François a ensuite salué les pèlerins francophones:

Je suis heureux de saluer les personnes de langue française. Avec la joie de l’Evangile, demandons la grâce de l’Esprit Saint, afin d’être une Eglise pauvre au service des pauvres et des personnes vulnérables.

A tous, je donne ma bénédiction !


Résumé de la catéchèse du Saint-Père :

Frères et sœurs, poursuivant notre catéchèse sur le thème “Guérir le monde”, nous méditons aujourd’hui sur l’option préférentielle pour les pauvres et la vertu de la charité. La pandémie a mis au jour la situation des pauvres, les grandes inégalités et les discriminations. La réponse à cette crise sanitaire est double : trouver le remède contre ce virus et soigner le grand virus de l’injustice sociale, de l’inégalité de chances, de la marginalisation et du manque de protection. Dans cette double riposte de guérison, se trouve le choix de l’option préférentielle pour les pauvres.
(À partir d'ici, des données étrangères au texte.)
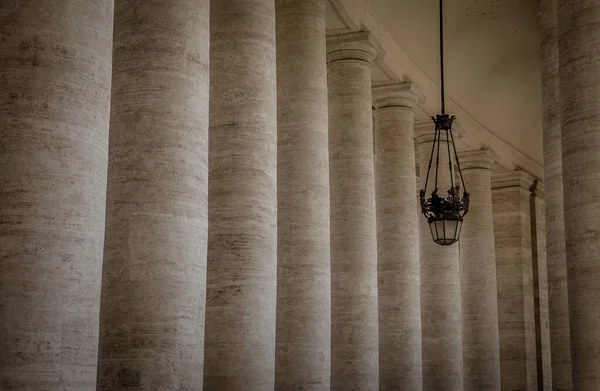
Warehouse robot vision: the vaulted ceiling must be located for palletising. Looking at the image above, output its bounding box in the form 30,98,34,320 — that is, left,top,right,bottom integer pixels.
328,0,542,175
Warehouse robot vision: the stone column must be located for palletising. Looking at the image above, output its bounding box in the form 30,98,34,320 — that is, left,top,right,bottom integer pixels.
98,0,209,390
460,150,500,391
0,0,113,390
540,0,573,391
204,0,277,391
417,127,463,391
373,83,421,391
557,0,600,390
327,33,379,391
492,171,538,390
275,0,331,390
529,185,553,391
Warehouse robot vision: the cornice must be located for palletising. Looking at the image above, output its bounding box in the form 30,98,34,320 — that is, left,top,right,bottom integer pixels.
329,0,543,178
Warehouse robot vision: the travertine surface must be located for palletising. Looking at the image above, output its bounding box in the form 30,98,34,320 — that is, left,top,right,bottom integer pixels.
492,171,538,391
98,0,209,390
327,33,379,391
204,0,277,391
275,0,331,391
373,83,421,391
460,150,500,391
557,0,600,390
540,0,573,391
0,0,113,391
529,185,553,391
417,130,463,391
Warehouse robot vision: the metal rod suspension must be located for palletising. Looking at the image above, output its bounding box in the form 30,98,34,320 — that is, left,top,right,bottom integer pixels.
446,129,454,188
440,0,446,115
423,125,437,194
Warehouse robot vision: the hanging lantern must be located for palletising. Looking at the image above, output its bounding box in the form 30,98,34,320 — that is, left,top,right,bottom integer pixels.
419,0,469,246
419,114,469,246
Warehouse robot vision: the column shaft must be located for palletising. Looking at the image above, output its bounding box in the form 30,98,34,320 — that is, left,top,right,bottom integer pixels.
460,150,500,391
0,0,113,390
204,0,277,391
529,185,553,391
418,131,463,391
328,33,379,391
557,0,600,390
540,0,573,391
492,171,538,390
275,0,331,391
98,0,209,390
373,83,422,391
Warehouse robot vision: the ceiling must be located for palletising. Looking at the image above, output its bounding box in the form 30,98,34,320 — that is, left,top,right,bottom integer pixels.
328,0,542,171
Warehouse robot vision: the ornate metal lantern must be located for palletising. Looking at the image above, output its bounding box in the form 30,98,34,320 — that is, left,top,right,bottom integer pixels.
419,0,469,246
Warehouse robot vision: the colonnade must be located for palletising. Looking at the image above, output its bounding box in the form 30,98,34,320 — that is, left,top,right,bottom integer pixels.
0,0,600,391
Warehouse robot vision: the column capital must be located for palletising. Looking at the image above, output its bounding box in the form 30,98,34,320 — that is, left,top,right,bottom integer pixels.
373,83,425,109
415,120,448,146
529,179,546,200
492,170,536,191
458,149,497,171
327,31,383,64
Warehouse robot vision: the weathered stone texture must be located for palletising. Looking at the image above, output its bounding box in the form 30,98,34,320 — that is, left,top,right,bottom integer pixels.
204,0,277,391
492,171,538,390
327,33,379,391
417,129,463,391
460,150,500,391
557,0,600,390
373,83,421,391
540,0,573,391
530,185,553,391
98,0,209,390
275,0,331,391
0,0,113,390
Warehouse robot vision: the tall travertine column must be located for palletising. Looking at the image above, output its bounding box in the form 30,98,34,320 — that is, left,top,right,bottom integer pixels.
327,33,379,391
98,0,209,390
373,83,421,391
460,150,500,391
557,0,600,390
529,181,553,391
540,0,573,391
492,171,538,390
275,0,331,391
417,127,463,391
0,0,113,390
204,0,277,391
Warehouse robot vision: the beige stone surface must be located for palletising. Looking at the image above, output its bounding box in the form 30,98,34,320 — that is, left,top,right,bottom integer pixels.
275,0,331,391
0,0,113,391
417,130,463,391
529,185,553,391
373,83,422,391
327,33,379,391
557,0,600,390
460,150,500,391
204,0,277,391
98,0,209,390
492,171,538,390
540,0,573,391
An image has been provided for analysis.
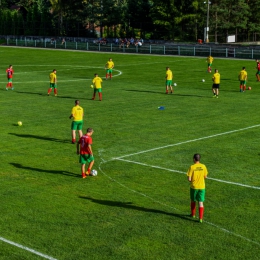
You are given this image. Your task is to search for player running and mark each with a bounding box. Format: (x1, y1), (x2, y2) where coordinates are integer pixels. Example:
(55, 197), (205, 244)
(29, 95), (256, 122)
(105, 58), (115, 80)
(5, 65), (14, 90)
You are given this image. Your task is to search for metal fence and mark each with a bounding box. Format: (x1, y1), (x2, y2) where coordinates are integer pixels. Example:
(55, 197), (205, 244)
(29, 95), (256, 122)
(3, 38), (260, 59)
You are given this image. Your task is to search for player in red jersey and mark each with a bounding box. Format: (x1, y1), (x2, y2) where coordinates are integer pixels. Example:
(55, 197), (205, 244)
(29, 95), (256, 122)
(77, 128), (94, 178)
(5, 65), (14, 90)
(255, 60), (260, 81)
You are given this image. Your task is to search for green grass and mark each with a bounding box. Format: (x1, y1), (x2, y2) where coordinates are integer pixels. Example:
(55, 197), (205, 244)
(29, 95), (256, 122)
(0, 47), (260, 260)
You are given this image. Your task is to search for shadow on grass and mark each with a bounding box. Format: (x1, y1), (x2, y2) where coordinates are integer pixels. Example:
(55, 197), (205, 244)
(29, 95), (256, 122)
(125, 89), (208, 98)
(14, 90), (88, 100)
(8, 133), (71, 143)
(79, 196), (194, 221)
(10, 163), (82, 178)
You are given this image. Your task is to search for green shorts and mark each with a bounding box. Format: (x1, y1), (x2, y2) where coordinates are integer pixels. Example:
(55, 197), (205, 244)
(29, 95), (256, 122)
(166, 80), (172, 86)
(94, 88), (102, 93)
(190, 188), (206, 202)
(50, 83), (57, 88)
(79, 154), (94, 164)
(71, 120), (83, 130)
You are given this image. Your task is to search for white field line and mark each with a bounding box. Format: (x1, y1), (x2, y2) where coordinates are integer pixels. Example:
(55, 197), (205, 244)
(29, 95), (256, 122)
(99, 158), (260, 246)
(113, 124), (260, 160)
(116, 158), (260, 190)
(0, 237), (57, 260)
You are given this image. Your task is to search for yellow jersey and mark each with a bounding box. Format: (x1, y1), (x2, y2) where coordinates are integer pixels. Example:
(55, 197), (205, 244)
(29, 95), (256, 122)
(166, 70), (173, 80)
(106, 61), (114, 69)
(187, 163), (208, 189)
(212, 72), (220, 84)
(92, 77), (102, 88)
(71, 105), (84, 121)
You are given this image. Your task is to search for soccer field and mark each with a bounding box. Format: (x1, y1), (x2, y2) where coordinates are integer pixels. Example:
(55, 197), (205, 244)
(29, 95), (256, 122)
(0, 47), (260, 260)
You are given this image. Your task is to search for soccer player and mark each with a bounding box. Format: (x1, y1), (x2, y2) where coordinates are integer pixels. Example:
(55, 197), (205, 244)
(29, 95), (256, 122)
(187, 154), (208, 223)
(206, 55), (214, 73)
(105, 58), (115, 80)
(69, 100), (84, 144)
(92, 73), (102, 101)
(48, 69), (58, 97)
(5, 65), (14, 90)
(77, 128), (94, 178)
(238, 67), (247, 92)
(212, 69), (220, 98)
(165, 67), (173, 94)
(255, 60), (260, 81)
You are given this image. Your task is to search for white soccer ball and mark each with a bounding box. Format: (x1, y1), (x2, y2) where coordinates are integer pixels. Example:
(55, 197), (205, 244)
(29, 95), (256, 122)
(90, 170), (97, 176)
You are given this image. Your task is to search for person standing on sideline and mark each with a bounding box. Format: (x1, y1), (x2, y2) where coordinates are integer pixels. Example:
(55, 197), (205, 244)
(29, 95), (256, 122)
(105, 58), (115, 80)
(212, 69), (220, 98)
(48, 69), (58, 97)
(77, 128), (94, 178)
(69, 100), (84, 144)
(92, 73), (102, 101)
(238, 67), (247, 92)
(5, 65), (14, 90)
(187, 153), (208, 223)
(206, 55), (214, 73)
(165, 67), (173, 94)
(255, 60), (260, 81)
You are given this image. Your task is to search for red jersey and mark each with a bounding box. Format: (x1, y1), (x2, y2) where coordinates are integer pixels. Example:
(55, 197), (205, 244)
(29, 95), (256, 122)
(78, 135), (92, 154)
(5, 68), (14, 79)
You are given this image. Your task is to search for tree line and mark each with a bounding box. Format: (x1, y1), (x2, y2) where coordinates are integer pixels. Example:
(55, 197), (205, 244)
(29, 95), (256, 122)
(0, 0), (260, 42)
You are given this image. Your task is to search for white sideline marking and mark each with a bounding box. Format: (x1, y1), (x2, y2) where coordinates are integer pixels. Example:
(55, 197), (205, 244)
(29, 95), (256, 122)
(113, 124), (260, 160)
(98, 158), (260, 246)
(116, 158), (260, 190)
(0, 237), (57, 260)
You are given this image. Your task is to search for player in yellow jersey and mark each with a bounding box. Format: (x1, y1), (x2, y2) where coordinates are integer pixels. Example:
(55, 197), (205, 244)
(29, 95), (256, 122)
(105, 58), (115, 80)
(69, 100), (84, 144)
(206, 55), (214, 73)
(165, 67), (173, 94)
(92, 73), (102, 101)
(238, 67), (247, 92)
(212, 69), (220, 98)
(48, 69), (58, 96)
(187, 153), (208, 223)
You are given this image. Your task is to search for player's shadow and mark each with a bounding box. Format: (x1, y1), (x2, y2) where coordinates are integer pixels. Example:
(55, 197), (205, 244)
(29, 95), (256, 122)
(9, 133), (71, 143)
(10, 163), (82, 178)
(79, 196), (194, 221)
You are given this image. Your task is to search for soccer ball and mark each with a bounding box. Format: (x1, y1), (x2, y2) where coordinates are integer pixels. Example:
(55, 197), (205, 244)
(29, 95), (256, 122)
(90, 170), (97, 176)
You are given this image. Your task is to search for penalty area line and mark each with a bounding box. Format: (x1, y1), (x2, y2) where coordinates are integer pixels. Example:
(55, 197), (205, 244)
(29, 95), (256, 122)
(114, 158), (260, 190)
(0, 237), (57, 260)
(113, 124), (260, 160)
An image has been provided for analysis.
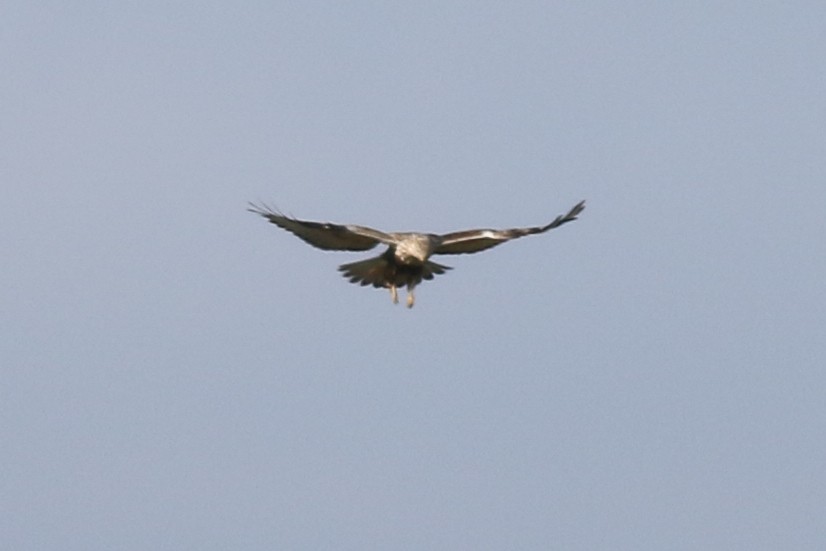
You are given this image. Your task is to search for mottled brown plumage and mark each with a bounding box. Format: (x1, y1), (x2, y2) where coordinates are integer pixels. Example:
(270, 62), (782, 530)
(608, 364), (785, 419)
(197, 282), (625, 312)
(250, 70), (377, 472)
(249, 201), (585, 307)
Cet amour préférentiel est la mission de toute l’Eglise. La foi, l’espérance et l’amour nous poussent à adopter cette préférence pour les plus nécessiteux car partager avec les pauvres signifie s’enrichir mutuellement. Les conséquences sociales de la pandémie sont une grande préoccupation pour tous. Le retour à la normalité devrait prendre en compte la justice sociale et la protection de l’environnement. C’est une occasion pour construire quelque chose de différent. L’option préférentielle pour les pauvres est une exigence éthico-sociale qui provient de l’amour de Dieu et qui nous donne l’impulsion pour penser et projeter une économie où les personnes, et surtout les pauvres, sont au centre. Avec l’exemple de Jésus, le médecin de l’amour divin intégral, c’est le moment d’agir pour un monde plus sain.